Bu sorular üzerinde düşünen bir insan şuurlu olarak gören, işiten ve hisseden varlığın madde ötesinde bir varlık olduğunu hemen görecektir. İşte bu varlık "ruh"tur. "Maddesel dünya" dediğimiz algılar bütünü, işte bu ruh tarafından seyredilen bir hayaldir. Ve biz bu hayalin, beynimiz dışında maddesel bir karşılığı var mı asla bilemeyiz. Çünkü duyularımız aracılığı ile hiçbir zaman beynimizin dışındaki dünyaya ulaşamayız. Nasıl rüyalarımızda maddesel karşılığı olmayan olay ve nesneleri gerçekmiş gibi görüyorsak, bu dünya hayatına ait görüntüleri de maddesel karşılıkları olmadan, beynimizde oluşan görüntüler olarak görüyor olabiliriz.

Sonuç olarak bizim madde olarak algıladığımız herşey, ruhumuzun gördüğü algılardan ibarettir. Bu satırları yazan ve okuyan akıllı varlıklar, birer atom ve molekül yığını -ve bunların arasındaki kimyasal reaksiyonlar- değil, birer "ruh"tur. Tüm bu gerçekler, bizi çok önemli bir soruyla daha karşı karşıya getirir: Madem maddesel dünya olarak tanıdığımız şey gerçekte ruhumuzun gördüğü algılardan ibarettir, o halde bu algıların kaynağı nedir?...

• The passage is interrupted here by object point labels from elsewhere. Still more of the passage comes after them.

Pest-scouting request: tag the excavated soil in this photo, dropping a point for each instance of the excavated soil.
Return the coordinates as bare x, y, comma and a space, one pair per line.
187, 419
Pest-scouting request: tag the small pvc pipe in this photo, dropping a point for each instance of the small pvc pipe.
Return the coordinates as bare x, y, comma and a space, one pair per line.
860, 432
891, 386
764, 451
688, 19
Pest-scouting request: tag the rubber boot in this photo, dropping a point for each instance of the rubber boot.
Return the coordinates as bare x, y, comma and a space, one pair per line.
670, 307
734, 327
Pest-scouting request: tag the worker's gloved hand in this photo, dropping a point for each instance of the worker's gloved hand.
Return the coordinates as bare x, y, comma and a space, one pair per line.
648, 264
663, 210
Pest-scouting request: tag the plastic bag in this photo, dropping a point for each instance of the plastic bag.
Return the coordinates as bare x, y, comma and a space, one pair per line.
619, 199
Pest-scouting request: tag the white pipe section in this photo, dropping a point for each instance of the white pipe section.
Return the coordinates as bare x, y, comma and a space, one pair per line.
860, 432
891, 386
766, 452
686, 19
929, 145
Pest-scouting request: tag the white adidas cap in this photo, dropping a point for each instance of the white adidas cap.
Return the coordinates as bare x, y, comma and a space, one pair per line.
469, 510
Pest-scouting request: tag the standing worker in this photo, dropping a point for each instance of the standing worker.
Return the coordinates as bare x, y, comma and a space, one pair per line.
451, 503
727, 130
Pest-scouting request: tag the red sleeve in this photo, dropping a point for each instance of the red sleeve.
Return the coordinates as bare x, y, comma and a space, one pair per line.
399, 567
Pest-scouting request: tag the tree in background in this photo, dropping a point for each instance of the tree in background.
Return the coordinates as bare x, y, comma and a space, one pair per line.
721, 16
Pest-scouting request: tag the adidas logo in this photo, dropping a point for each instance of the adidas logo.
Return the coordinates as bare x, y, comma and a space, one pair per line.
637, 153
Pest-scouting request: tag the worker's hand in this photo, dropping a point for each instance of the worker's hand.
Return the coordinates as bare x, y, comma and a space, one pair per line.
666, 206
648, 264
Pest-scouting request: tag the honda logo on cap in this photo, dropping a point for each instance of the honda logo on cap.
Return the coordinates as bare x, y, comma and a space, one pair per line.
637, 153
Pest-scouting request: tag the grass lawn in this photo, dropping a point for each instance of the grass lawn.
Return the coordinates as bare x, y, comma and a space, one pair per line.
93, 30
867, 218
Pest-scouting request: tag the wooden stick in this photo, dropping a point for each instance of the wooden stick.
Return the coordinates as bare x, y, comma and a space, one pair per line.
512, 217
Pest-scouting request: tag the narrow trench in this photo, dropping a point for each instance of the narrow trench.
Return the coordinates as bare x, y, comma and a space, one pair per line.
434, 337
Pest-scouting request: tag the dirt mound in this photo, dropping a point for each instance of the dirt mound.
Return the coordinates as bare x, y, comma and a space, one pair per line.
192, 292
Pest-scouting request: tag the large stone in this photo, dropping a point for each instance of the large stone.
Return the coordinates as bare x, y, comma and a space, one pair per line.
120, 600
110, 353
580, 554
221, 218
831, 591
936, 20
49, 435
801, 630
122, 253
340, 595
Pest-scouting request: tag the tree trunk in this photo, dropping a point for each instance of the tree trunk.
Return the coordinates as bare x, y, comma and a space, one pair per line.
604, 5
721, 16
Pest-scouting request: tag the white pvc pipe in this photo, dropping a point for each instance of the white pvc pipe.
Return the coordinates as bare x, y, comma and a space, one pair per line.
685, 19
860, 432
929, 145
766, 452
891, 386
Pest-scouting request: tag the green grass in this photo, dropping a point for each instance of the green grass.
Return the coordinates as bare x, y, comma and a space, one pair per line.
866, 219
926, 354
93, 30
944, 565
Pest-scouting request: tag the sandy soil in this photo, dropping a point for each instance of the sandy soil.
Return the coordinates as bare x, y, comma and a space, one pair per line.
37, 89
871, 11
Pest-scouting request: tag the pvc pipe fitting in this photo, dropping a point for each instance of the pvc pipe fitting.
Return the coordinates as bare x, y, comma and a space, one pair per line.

Bu soruya cevap verirken dikkat edilmesi gereken gerçek şudur; maddenin kendi başına bağımsız bir varlığı yoktur. Madde bir algı olduğuna göre, "yapay" bir şeydir. Bu algının bir başka güç tarafından yapılması, daha açık bir ifadeyle yaratılması gerekir. Hem de sürekli olarak yaratılması gerekir. Bu, bir televizyon ekranında görüntünün devam edebilmesi için, yayının da sürekli devam etmesi gibidir. Peki bizim ruhumuza yıldızları, dünyayı, bitkileri, insanları, bedenimizi ve gördüğümüz diğer herşeyi sürekli olarak seyrettiren kimdir? Çok açıktır ki, içinde yaşadığımız tüm maddesel evreni, yani algılar bütününü yaratan ve sürekli yaratmaya devam eden üstün bir Yaratıcı vardır. Bu Yaratıcı sonsuz bir güç ve bilgi sahibidir. O Yaratıcı Alemlerin Rabbi olan Yüce Allah'tır.